Decarbonizing the Environment with Solar Skins

With the alarming greenhouse gases concentrations in the atmosphere, the drive towards reducing carbon emissions has not been that serious. Technology and artificial intelligence have been employed heavily in trying to modify daily practices to become more environmentally friendly. The construction industry has been at the center of decarbonization endeavors with changes in building practices to create more environmentally friendly structures. Solar skins is one of the emerging technologies in that direction.

 The Rise of Photovoltaics

Solar energy has witnessed an increased an adoption for several reasons including the reduction of energy bills, and to contribute to the protection of the environment.  The energy from the Sun is absorbed by the photovoltaic (PV) cells. The incoming solar rays would induce a flow of electrons and consequently produce electricity.  Countries with limited fossil fuel resources and limited infrastructure has resorted to such technology to satisfy the needs of its population at a reasonable electricity production cost.

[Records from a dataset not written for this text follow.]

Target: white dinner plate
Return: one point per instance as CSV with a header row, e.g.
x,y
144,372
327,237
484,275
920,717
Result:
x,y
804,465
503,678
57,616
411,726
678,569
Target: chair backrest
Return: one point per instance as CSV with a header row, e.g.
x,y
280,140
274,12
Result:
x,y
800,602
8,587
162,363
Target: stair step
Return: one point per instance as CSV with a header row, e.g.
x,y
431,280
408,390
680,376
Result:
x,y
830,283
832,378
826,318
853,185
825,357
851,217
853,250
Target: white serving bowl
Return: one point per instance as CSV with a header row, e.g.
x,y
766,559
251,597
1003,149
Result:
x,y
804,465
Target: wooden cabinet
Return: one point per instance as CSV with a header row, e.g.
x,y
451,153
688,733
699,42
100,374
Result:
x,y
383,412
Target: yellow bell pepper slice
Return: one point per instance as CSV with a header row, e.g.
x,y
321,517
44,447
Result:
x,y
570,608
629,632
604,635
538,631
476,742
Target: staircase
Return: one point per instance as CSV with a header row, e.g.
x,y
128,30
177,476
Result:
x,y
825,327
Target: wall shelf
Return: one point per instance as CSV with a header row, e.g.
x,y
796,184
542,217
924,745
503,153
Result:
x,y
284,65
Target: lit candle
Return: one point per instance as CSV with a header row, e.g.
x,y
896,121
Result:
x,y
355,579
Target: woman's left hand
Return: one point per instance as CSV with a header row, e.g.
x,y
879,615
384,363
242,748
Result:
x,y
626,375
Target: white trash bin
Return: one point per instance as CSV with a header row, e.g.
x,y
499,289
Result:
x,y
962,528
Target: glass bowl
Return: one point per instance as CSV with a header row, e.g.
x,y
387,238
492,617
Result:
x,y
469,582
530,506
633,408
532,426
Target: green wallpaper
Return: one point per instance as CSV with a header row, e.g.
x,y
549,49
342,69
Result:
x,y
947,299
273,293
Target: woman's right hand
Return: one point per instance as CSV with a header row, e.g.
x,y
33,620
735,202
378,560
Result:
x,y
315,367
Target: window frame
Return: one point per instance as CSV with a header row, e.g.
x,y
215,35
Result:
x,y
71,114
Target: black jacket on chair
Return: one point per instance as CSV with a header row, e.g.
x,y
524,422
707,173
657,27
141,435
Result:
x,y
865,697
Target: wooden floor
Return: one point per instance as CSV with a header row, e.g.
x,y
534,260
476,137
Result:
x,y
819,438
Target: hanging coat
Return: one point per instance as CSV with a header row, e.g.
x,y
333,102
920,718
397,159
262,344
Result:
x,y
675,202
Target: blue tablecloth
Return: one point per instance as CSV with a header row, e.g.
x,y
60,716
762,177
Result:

PV cells have been integrated into building to form what is known as building integrated photovoltaics. The aims of the new strategy include the generation of electricity and providing acoustic and thermal insulation, a practice that normally required costly material and a meticulous engineering design to fulfill the projected requirements.

The Advent of Solar Skins

Recently, a new project made the headlines in Australia at it involved the country’s first building to have a solar skin. The tower will be equipped with 1182 solar panels that will help in satisfying the building’s needs in electricity while saving around 77 tons CO2 each year. The main system produced by the German company Avancis uses thin film PV modules to generate electricity in an aesthetically pleasant way. The array of PV cells placed on the façade and rooftops will assist in reaching carbon neutrality.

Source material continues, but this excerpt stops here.